Farruquito, de niño prodigio a patriarca
Se reinventó tras cumplir condena en la cárcel y se juró a sí mismo que todo lo haría en regla al salir. Ahora, con 35 años, el artista lleva las riendas de una estirpe de baile
Desde chiquillo buscó la pureza en el arte. Dentro de cualquier ámbito. La brujuleaba obsesivamente para aplicarla al baile. Daba igual en qué mundo. Podía ser escuchando a Mozart, rasgándose por dentro con el trueno de Camarón o aprendiéndose de memoria los pasos de Michael Jackson en Thriller.

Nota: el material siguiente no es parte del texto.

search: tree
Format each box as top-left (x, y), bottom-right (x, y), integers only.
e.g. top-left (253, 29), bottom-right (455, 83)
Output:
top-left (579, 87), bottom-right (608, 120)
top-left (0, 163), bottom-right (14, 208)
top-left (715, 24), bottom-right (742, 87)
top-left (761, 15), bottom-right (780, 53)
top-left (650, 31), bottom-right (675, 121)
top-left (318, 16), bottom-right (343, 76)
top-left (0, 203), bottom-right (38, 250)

Bebía de todas las aguas para destilar la esencia del flamenco.
De los 15 años que vivió junto a su padre, Juan El moreno, cantaor, y su abuelo Farruco, mito del baile, Juan Manuel Fernández Montoya, Farruquito, aprendió ese principio y otros tantos. Pero quedó huérfano de ellos demasiado pronto y ahora, este joven que desde niño fue un poco viejo, es el patriarca de una estirpe de baile con tronco y raíces profundas.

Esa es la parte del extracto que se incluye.